免疫療法

ひまわりがんに対する第四の治療法として注目されている免疫療法。手術療法や放射線治療のような身体の負担が少なく、抗がん剤治療のような副作用もない新しいタイプの治療法です。

転移がんや進行したがんにも効果を発揮すると言われ、様々な種類が開発されている免疫療法について解説してみたいと思います。

自らの免疫力でがん細胞を攻撃する“免疫細胞活性化療法”

がんの治療法と言うと、腫瘍を外科的に切除するか、または薬剤や放射線によって外部から攻撃してがん細胞を減らすかといった方法に終始しがち。このように体の外から腫瘍にアプローチすると、やはり外科的な傷や薬剤の副作用などは必ず起こってしまいます。そんな問題を払拭しながら、がんを確実に減らすことができる新しいタイプの治療法が免疫療法です。

免疫療法の基本は、患者の体からの免疫細胞を取り出して活性化させることにあります。まずは、患者さんから採血し治療に使われる免疫細胞を選り分けて、専用の培養液で活性化させながら増殖させます。活性化した免疫細胞だけを集めて生理食塩水と共に体へ戻し、がん細胞を攻撃させるという方法です。

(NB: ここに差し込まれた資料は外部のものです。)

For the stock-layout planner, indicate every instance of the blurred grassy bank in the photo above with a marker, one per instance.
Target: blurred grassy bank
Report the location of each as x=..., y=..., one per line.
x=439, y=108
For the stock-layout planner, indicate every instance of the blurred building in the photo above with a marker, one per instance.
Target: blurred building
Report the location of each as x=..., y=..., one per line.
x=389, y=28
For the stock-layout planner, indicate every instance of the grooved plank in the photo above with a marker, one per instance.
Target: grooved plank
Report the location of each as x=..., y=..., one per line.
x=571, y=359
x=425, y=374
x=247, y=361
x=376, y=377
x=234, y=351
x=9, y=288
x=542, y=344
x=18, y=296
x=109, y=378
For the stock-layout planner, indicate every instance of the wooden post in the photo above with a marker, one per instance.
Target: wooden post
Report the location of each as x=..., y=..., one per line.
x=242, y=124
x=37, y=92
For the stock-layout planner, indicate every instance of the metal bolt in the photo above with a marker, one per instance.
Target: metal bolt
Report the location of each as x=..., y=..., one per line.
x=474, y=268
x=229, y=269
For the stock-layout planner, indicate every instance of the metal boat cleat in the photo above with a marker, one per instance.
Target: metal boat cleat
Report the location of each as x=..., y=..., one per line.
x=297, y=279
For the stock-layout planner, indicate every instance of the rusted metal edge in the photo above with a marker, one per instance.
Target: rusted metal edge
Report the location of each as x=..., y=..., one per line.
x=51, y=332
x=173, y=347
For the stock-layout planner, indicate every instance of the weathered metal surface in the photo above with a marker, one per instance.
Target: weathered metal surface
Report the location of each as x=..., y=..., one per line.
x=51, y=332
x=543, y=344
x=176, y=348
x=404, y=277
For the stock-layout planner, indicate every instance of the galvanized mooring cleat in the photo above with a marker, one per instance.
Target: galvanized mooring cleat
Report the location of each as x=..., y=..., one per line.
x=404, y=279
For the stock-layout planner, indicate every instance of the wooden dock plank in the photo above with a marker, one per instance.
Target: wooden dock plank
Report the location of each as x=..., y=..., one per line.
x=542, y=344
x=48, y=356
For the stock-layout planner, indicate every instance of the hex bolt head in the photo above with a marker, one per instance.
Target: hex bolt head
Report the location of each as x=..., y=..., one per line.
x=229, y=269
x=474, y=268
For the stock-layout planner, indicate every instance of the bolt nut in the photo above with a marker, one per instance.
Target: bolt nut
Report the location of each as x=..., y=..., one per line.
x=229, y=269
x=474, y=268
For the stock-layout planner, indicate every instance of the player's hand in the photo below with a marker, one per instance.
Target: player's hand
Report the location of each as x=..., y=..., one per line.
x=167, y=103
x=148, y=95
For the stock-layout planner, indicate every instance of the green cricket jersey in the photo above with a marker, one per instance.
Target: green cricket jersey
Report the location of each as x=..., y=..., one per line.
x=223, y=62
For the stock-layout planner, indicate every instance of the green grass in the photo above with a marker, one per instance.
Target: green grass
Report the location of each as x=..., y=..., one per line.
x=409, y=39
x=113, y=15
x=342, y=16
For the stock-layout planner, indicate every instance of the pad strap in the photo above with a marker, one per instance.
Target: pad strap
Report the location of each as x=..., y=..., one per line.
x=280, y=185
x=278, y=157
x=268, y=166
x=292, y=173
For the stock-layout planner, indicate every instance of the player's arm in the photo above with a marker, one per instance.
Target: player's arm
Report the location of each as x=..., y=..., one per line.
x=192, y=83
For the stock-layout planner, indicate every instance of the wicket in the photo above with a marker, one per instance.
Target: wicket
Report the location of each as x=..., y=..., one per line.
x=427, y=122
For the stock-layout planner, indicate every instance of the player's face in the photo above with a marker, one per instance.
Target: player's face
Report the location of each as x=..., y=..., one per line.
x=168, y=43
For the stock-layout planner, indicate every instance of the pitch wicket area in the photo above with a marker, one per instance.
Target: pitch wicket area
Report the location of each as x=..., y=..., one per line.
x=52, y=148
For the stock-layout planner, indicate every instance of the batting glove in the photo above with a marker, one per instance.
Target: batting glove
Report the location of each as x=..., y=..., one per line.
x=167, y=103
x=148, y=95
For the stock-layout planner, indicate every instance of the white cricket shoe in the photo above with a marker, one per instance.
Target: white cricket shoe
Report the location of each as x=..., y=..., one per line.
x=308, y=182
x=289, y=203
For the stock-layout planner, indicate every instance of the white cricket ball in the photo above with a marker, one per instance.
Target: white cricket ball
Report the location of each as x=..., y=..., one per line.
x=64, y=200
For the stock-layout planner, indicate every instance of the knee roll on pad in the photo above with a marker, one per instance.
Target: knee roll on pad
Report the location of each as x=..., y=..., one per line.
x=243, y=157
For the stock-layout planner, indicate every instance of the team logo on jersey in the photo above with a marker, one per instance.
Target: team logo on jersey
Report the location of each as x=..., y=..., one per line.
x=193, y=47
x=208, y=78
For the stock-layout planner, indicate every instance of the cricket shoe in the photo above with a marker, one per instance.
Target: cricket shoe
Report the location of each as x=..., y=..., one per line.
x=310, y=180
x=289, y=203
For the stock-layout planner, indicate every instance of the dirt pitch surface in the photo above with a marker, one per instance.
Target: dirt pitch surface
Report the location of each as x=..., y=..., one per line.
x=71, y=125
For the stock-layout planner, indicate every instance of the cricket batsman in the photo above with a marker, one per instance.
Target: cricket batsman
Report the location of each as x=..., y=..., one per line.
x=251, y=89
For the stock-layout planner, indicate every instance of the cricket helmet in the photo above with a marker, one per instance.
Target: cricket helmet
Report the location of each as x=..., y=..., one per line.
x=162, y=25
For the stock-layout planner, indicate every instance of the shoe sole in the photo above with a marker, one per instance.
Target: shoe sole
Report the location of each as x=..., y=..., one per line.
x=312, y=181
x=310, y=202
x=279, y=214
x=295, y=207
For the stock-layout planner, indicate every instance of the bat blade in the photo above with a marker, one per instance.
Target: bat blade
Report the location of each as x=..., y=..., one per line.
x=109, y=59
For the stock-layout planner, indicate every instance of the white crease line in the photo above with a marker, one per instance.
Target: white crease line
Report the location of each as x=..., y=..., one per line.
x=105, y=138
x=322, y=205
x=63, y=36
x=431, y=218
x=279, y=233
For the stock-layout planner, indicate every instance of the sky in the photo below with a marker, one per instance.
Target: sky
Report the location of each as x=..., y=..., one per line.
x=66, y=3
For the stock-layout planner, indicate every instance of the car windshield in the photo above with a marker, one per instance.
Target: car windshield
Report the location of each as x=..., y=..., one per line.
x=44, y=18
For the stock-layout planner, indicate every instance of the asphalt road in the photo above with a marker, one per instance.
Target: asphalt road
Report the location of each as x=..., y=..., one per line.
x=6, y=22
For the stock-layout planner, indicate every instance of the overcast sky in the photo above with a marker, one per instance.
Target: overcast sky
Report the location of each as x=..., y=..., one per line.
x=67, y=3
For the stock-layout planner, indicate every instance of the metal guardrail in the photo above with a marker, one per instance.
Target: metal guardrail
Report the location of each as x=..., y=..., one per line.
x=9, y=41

現在行われている免疫療法は、『樹状細胞ワクチン療法』、『NK細胞療法』、『ガンマ・デルタT細胞療法』、『アルファ・ベータT細胞療法』、『CTL療法』など。体内に存在しているどの種類の免疫細胞を活性化させるかという違いによって、数種類に分類されています。

体への負担も副作用も少ない新しい治療法

免疫療法は、医療者にとって画期的な治療法ではありますが、患者さんから見れば至ってシンプルな治療内容となっています。採血を行い2〜3週間後に点滴を受ける治療を数回繰り返すだけなので、患者さんの体への負担が少ないのが特徴です。

自己の免疫細胞を使うので拒絶反応もありませんし、正常な細胞を傷つけることなくがん細胞だけを攻撃できるので、抗がん剤のような副作用もありません。ごくまれに軽いアレルギー症状が出ることがあるそうですが、問題となるような副作用は報告されていないそうです。

最先端の治療法なので費用は全額自己負担

免疫療法は、重大な副作用もなく体の負担も少ない画期的ながん治療法ではありますが、ひとつ問題として、高額な治療費がかかってしまう点が挙げられます。

最先端の治療法として注目されているものの、いまだ臨床例が少ないため、健康保険の適用となっていないのです。免疫療法に関わるすべての技術料、薬剤費、処置料などは全額自己負担となってしまいますから、数百万円単位の治療費を用意しなければならない場合があります。